IMHO it(RCS) is better than just a copy of file, but to get full advantage(include integrity checking) of file versioning I prefer to use *git*


----------



## gpw928 (Oct 12, 2012)

wblock@ said:
			
		

> When the time comes to look for what you have changed, grep for your initials.



I first saw this circa 1985 in the Multiple Device Queueing System [MDQS], where Doug Gwyn was doing maintenance.  He tagged his changes "DAG".  To me a dag was something you found in the vicinity of the rear end of a sheep, and I thought it was a marker for "daggy" code.  Well, it was, just not for the reasons I first thought...


----------



## kpa (Oct 12, 2012)

If you have your own git repository (or github but you should use a private repo then) you can add that as the remote repo for the just created local repository and track changes in the repo by simply doing:

`# git remote add --track master origin [email]git@mygitserver:/path/myetc.git[/email]`
`# git push origin master`


----------



## SirDice (Oct 12, 2012)

At work we have something similar, we use CVS (it's been running for years) for this but the principles are the same. We simply run a script that checks out the production branch and copies the files to their proper location. This script runs periodically but can also be started manually. If you make a mistake somewhere it's easy to roll back, just tag the previous version again and the scripts will do the rest.


----------



## AlexJ (Oct 13, 2012)

SirDice said:
			
		

> At work we have something similar, we use CVS (it's been running for years) for this but the principles are the same.

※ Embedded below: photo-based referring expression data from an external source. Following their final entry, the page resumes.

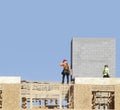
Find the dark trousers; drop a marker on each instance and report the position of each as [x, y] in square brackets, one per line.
[106, 76]
[63, 77]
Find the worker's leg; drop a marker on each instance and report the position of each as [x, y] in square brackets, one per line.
[67, 75]
[63, 77]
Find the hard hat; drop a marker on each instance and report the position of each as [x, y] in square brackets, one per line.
[106, 65]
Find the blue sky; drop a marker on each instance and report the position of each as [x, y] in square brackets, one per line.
[35, 35]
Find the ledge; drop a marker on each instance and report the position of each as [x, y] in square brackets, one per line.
[97, 81]
[9, 79]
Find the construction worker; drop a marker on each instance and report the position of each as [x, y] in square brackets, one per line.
[106, 72]
[66, 70]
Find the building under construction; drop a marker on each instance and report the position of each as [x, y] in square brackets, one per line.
[88, 91]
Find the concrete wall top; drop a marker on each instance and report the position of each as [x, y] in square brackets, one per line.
[97, 81]
[89, 55]
[10, 79]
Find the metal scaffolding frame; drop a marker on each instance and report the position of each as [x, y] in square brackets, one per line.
[46, 95]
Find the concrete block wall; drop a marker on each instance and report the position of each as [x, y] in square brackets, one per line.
[89, 55]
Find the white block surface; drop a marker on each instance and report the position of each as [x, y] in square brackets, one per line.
[9, 79]
[97, 81]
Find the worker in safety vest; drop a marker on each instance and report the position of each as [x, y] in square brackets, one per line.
[106, 72]
[65, 71]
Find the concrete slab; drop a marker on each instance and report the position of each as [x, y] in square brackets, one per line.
[97, 81]
[10, 79]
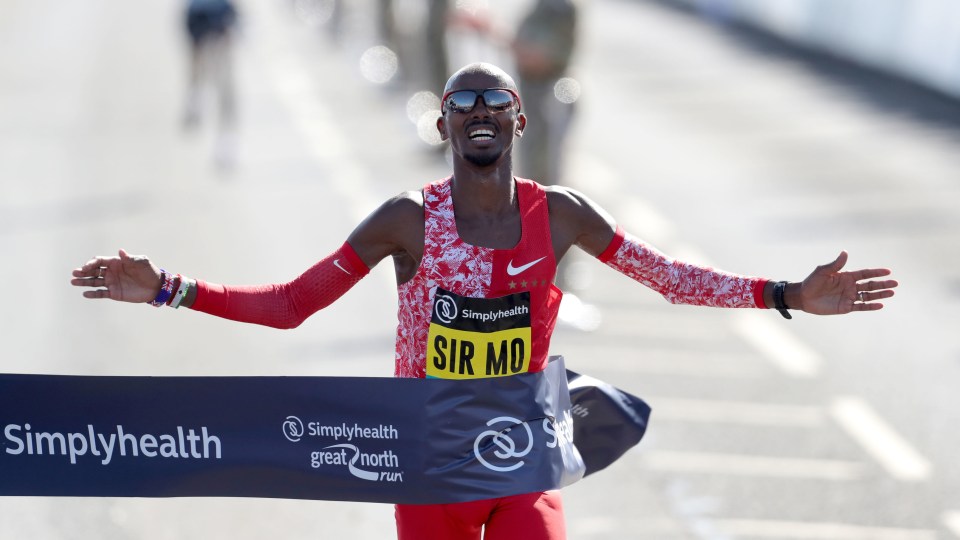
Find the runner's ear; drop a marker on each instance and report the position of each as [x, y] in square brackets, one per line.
[442, 128]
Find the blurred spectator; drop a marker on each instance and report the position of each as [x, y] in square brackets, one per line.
[542, 47]
[209, 25]
[436, 36]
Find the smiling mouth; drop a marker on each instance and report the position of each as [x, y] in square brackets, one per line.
[481, 135]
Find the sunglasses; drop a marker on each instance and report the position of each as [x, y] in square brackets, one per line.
[496, 99]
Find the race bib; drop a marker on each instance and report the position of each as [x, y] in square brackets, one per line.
[477, 338]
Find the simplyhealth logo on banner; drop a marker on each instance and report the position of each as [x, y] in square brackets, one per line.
[373, 466]
[510, 447]
[24, 439]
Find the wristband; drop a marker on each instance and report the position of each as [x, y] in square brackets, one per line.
[181, 293]
[778, 302]
[176, 285]
[166, 289]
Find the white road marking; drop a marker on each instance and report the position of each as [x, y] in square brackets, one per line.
[777, 344]
[802, 530]
[951, 520]
[734, 412]
[758, 466]
[880, 440]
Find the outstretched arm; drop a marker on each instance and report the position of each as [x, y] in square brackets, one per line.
[385, 232]
[828, 290]
[129, 278]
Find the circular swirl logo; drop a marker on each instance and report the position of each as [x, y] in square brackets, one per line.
[506, 446]
[293, 429]
[445, 308]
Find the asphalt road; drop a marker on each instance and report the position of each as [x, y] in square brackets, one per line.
[714, 144]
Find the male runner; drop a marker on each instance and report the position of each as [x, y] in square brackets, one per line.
[481, 237]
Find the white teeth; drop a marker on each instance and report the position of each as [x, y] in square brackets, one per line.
[481, 135]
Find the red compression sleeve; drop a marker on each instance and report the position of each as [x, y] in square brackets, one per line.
[680, 282]
[285, 305]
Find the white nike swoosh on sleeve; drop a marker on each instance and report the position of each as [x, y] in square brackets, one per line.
[336, 262]
[514, 270]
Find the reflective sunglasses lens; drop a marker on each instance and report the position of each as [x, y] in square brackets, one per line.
[461, 101]
[498, 100]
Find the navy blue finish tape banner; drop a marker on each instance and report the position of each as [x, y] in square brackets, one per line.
[409, 441]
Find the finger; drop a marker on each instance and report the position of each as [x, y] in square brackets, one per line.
[88, 282]
[877, 285]
[876, 295]
[870, 306]
[97, 294]
[870, 273]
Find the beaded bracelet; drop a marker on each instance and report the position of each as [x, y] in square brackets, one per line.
[181, 293]
[166, 289]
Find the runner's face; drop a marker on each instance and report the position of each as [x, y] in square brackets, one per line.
[470, 133]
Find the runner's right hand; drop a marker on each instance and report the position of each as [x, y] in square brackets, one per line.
[126, 278]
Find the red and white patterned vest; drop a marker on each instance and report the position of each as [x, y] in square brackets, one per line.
[474, 311]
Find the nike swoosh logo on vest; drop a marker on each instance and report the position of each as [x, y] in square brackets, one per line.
[514, 270]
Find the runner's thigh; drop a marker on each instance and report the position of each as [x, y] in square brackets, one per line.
[532, 516]
[462, 521]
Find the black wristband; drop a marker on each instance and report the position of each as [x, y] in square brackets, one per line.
[778, 302]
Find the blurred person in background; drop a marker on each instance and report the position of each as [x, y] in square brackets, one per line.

IMHO it is far away from the same principles.(Git vs CVS)

CVS doesn't provide integrity checking(!!!). (So in case of damage/corruption/hacking CVS couldn't help on that)
Git on other side keeps all objects as SHA hash of content.
DCVS allows multiple ways of workflow while CVS stuck on client-server model.
CVS is the centralized repository. (If central repository would pass away - all information is lost or downtime delay will occur.)
Git can have unlimited number of central repositories, so it is much easy to implement Geo-redestribution.(Kinda CloudFlare)
Since it could be multiple root repositories - it's DDoS resistant.
Since all peers contain the whole copy of central repository - it's an *automatic backup to multiple machines*, so there no single point of failure because any copy is the repository.
In the same time Git can be use alone(as a single repository), just to track all changes of some directory/file(s) locally only.
Git isn't network dependent, so it is very easy to setup headless machines with help of flash drive by choosing specific branch of repo that hold particular configuration.
Beside of that, speed of Git is much faster because no network operations involved when one work with revisions.
Check-in/check-out happened practically immediately even if directories has a huge size of binary files because there no physical copy/delete operations but hard-links used instead.
Git has very efficient model of rights delegation.
Local admin don't need to ask permission to commit changes to repository, but can create own branch locally and work with it.
From other side Git still allow centralized control of primary repository, so only approved changes can be committed.

Just my 2 cents if you decide to switch to DCVS


----------